It seems best to treat this verse and the following, which break the connexion of St Peter's remarks on David's prophecies, as no part of the Apostle's speech on the election of Matthias. St Luke most likely derived the words from St Peter, from whom he no doubt gathered the facts for this part of his history, and the Apostle would thus at a later time emphasize to St Luke, by a minute description, the ruin which came upon Judas, though in his public address he had only spoken in the words of the Psalmist.

These two verses (18 and 19) are connected in themselves by the copulative conjunction, but the particles which introduce Acts 1:18 (μὲν οὗν) express no more than a confirmation of the statement in which they occur, and a transition to some explanatory matter. They are frequently employed in a similar manner by the writer of the Acts (as Acts 5:41; Acts 13:4; Acts 17:30; Acts 23:22; Acts 26:9). But that which stamps the passage as a parenthesis is the demonstrative pronoun which stands at the head of it. The position of the Greek words would be represented by This man you are to knowacquired, &c. If it had been a continuous narrative we should have had some connection of the following kind: "He had obtained part of this ministry, and yet he with the reward of his iniquity, &c." without the insertion of any demonstrative, or indeed of any pronoun at all, in the Greek.

Now this man purchased a field Rather, acquired, which probably was the sense intended by the A. V., as it was an old sense of the English word purchase. This may be said not only of him who buys, but of him who becomes the occasion of another's buying. The field was bought by the chief priests (Matthew 27:5-8) with the money which Judas returned, but as they could not take that money for the treasury, they were likely to look upon what was purchased with it as still the property of the traitor. St Luke's employment of the unusual word "acquire" in a narrative where he calls the price of the land "the reward of iniquity," and speaks of the immediate death of Judas, makes it clear that he views (and that the people of Jerusalem did the same) the field Akeldama as the field which Judas acquired, though it became, from the circumstances, a public possession for a burial ground.

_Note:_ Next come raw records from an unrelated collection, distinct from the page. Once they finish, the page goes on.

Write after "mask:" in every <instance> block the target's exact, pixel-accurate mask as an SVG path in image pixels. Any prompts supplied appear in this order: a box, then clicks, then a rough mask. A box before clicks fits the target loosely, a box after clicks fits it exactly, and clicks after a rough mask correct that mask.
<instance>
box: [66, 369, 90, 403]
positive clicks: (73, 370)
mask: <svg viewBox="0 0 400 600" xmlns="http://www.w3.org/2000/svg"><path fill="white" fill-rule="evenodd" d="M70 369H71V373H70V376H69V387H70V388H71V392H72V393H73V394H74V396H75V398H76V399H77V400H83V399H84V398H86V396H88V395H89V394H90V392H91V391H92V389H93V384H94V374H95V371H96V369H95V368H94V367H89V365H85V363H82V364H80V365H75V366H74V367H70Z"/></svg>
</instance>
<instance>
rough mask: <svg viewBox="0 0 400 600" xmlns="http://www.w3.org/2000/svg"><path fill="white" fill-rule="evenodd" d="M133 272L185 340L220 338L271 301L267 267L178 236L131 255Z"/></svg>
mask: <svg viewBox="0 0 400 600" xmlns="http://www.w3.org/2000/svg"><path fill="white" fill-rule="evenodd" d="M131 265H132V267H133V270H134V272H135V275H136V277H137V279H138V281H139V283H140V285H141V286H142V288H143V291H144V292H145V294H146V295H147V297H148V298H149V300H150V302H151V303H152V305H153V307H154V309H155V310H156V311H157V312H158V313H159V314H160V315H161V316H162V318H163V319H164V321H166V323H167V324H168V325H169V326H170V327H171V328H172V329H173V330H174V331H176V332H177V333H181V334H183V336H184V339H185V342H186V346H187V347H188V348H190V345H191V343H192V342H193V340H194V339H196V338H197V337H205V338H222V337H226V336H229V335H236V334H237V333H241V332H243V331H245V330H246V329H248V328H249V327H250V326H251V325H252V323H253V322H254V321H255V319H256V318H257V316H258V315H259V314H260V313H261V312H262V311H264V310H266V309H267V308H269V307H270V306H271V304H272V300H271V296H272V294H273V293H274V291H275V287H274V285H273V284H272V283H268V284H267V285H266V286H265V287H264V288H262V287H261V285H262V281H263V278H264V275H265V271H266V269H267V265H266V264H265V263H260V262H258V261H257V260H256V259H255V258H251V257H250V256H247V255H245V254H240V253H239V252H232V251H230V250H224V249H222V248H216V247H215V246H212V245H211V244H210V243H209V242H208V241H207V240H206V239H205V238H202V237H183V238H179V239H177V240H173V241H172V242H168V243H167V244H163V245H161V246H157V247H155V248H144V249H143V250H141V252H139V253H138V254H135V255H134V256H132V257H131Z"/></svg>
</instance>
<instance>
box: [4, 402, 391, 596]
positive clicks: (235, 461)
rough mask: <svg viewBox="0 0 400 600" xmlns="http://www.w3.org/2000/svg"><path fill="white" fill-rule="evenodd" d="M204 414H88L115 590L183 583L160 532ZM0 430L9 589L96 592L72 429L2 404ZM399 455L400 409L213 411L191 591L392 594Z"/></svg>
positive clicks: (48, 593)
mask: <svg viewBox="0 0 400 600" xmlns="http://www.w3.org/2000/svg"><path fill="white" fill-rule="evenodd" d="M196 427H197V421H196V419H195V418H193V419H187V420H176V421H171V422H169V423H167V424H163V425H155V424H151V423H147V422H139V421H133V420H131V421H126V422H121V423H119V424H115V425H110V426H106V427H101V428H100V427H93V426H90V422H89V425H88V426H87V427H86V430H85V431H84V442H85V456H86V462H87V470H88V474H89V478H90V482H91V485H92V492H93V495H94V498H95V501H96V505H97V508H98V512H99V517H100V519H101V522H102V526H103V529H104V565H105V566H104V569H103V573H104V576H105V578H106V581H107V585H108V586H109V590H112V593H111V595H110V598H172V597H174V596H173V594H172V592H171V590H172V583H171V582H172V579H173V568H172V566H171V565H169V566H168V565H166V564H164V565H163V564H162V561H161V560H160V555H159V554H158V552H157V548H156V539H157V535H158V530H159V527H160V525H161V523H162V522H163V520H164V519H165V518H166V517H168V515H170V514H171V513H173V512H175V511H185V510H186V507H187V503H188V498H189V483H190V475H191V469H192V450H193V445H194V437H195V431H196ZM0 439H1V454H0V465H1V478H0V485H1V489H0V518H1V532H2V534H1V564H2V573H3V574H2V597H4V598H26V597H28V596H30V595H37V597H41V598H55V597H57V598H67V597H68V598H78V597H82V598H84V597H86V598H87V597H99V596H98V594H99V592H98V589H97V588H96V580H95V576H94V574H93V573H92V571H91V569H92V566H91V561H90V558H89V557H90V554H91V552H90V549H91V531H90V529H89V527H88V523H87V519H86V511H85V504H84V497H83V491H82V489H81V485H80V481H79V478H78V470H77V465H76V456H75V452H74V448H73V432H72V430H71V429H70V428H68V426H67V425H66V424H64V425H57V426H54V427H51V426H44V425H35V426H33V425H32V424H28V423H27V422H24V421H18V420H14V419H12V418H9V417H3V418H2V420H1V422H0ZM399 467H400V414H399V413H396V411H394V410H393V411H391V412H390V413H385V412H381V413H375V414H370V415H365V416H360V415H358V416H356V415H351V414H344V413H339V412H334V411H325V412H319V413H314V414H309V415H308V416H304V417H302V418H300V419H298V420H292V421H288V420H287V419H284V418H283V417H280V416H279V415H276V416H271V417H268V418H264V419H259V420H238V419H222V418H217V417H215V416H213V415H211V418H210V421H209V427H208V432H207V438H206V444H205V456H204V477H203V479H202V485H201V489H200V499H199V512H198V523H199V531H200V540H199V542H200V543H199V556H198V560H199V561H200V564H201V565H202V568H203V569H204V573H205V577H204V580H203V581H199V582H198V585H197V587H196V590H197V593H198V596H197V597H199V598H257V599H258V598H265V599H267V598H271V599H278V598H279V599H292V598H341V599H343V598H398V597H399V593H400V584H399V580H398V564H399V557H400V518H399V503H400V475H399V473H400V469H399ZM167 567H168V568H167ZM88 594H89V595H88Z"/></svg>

the reward of iniquity This expression is only found in N. T. here and 2 Peter 2:13; 2 Peter 2:15. So that it seems to be a Petrine phrase. The A. V. conceals the identity of the Greek words in these three passages by giving them in each place a different English rendering.

and falling headlong, &c. This can only have occurred after the hangingmentioned by St Matthew (Matthew 27:5). It appears from St Luke's narrative here that the death of Judas, attended by all these dreadful circumstances, took place in the spot which the chief priests eventually purchased. This, if a fit place for an Eastern burying ground, would be of a rocky character where caves abounded or could easily be made, and it would be the more rugged, if, as St Matthew's narrative intimates, it had been used for the digging of clay for the potters. If in such a place the suicide first hanged himself and the cord which he used gave way, it is easy to understand how in the fall all the consequences described in this verse would be the result. For a similar result to bodies falling on rocks, cp. 2 Chronicles 25:12. Buxtorf (Rabb. Lex. s. v. סכר) suggests that the expression of St Matthew, "hanged himself," might be rendered "he was choked," as if by asphyxia, from over-excitement and anguish. He says the Jews have so explained the end of Ahithophel, and that a like explanation might suit in the Gospel. And St Chrysostom, Hom. xxii. ad Antiochenos, uses the expression to be strangled by conscience. But this view seems to be surrounded by far more difficulties than the belief that St Matthew merely mentioned one single incident in the suicide's fate, while St Luke, because his purpose seemed to ask it, has described the death of Judas in such wise as to shew that his destruction was as terrible as anything of which David had spoken in the Psalms to which St Peter had referred.